According to her, nationalisation could strengthen the economy by boosting the value of the South Sudanese pound. She added that gold could be used as a reserve asset and a legal tender to support the country’s weak economy.
The South Sudanese pound has steadily lost value against the United States dollar, driving inflation and adding pressure on households. At the official rate in August 2025, one US dollar is worth about 4,600 South Sudanese pounds. For example, 1 million SSP is equivalent to roughly 217 US dollars.
Supporters of nationalisation argue that gold reserves could serve as a financial buffer, helping to stabilise the currency and reduce the country’s heavy dependence on oil. Although oil remains the main source of revenue for South Sudan, lawmakers say economic diversification is urgently required.
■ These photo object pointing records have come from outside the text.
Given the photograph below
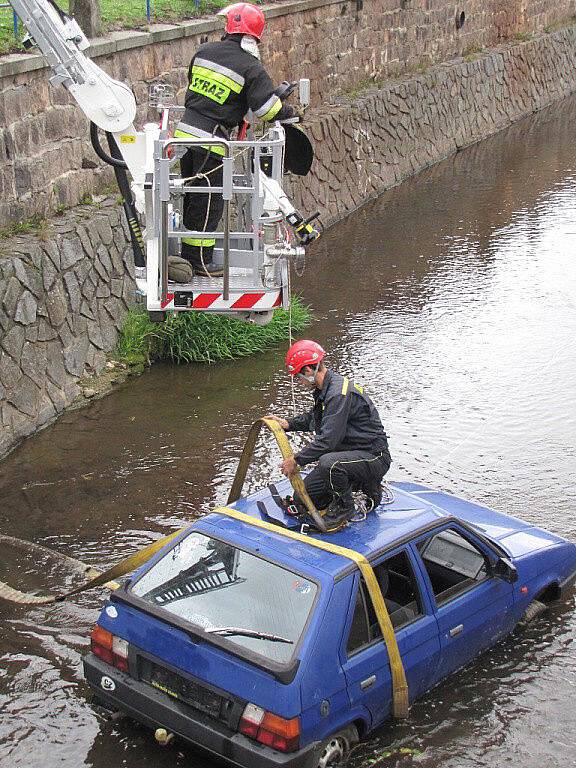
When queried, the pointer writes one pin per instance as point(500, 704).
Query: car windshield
point(220, 588)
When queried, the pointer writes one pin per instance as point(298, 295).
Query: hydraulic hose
point(115, 162)
point(136, 238)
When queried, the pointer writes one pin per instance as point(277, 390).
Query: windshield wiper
point(228, 631)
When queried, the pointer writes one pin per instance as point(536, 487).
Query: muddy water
point(454, 299)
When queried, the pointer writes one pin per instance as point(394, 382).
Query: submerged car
point(267, 651)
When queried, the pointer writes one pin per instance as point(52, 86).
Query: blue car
point(265, 650)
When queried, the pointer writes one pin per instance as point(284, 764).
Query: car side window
point(359, 631)
point(399, 587)
point(454, 564)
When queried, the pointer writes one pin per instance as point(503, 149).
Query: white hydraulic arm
point(108, 103)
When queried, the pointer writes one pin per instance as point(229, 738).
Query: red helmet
point(303, 352)
point(243, 19)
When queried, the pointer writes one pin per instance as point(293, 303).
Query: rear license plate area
point(183, 689)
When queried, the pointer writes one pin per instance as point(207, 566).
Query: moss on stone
point(200, 337)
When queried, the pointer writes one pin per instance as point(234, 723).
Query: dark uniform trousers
point(201, 213)
point(337, 474)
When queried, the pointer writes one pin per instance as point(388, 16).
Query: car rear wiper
point(228, 631)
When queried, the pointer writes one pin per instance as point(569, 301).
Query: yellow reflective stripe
point(399, 683)
point(273, 111)
point(198, 241)
point(346, 384)
point(178, 134)
point(217, 77)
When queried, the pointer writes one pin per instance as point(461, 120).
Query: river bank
point(64, 292)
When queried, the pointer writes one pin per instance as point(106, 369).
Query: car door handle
point(368, 683)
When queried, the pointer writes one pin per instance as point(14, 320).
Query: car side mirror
point(505, 570)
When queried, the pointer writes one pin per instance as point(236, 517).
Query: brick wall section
point(62, 299)
point(45, 156)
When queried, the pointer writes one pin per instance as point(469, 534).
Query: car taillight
point(270, 729)
point(111, 649)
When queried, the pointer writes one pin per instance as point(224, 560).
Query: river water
point(453, 298)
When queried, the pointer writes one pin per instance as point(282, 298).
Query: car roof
point(406, 514)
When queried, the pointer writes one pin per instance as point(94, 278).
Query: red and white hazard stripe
point(257, 301)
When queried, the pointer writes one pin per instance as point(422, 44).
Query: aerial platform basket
point(254, 246)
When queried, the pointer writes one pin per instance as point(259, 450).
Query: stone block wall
point(46, 160)
point(63, 298)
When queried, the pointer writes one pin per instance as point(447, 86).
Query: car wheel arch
point(549, 593)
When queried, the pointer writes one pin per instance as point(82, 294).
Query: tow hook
point(163, 737)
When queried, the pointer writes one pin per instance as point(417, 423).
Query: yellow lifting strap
point(286, 451)
point(399, 683)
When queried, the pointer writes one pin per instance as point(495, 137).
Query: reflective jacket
point(344, 419)
point(226, 80)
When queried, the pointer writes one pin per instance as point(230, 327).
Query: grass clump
point(202, 337)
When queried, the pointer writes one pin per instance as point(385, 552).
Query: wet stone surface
point(452, 299)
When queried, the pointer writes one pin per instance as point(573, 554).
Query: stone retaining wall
point(62, 298)
point(46, 159)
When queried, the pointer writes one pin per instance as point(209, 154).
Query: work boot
point(207, 269)
point(374, 496)
point(338, 513)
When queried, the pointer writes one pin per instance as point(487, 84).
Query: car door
point(363, 652)
point(473, 606)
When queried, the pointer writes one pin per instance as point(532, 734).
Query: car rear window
point(227, 591)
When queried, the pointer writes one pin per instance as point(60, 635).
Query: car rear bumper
point(156, 710)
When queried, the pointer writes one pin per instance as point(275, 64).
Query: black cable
point(95, 139)
point(136, 238)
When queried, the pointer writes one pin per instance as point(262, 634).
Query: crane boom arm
point(105, 101)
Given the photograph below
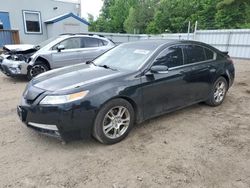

For years, the mining sector has been characterised by weak regulations, unclear licensing processes and poorly monitored extraction. These gaps have allowed unregulated private firms, often linked to foreign investors, to earn profits while host communities remain underdeveloped.
Susan Thomas also criticised the continued reliance on foreign suppliers for basic commodities such as drinking water, despite South Sudan’s access to the River Nile. She called on the Ministry of Water and Irrigation to produce a detailed action plan before the next budget session.
She noted that although the Nile runs through the country, South Sudanese are still buying water from foreign suppliers. She said the ministry should prepare a comprehensive strategy in advance of budget discussions.
Other lawmakers shared similar concerns. Nadia Arop, representing Unity State, said parliament should prioritise implementation of existing presidential directives before adopting new policies.
She warned that without focusing on enforcement, parliament would continue discussing the same issues each year without any meaningful results.
Some observers, however, caution that nationalisation alone is not enough. Without transparent institutions and strong governance, the move risks consolidating political power over resources rather than ensuring that the benefits reach ordinary citizens.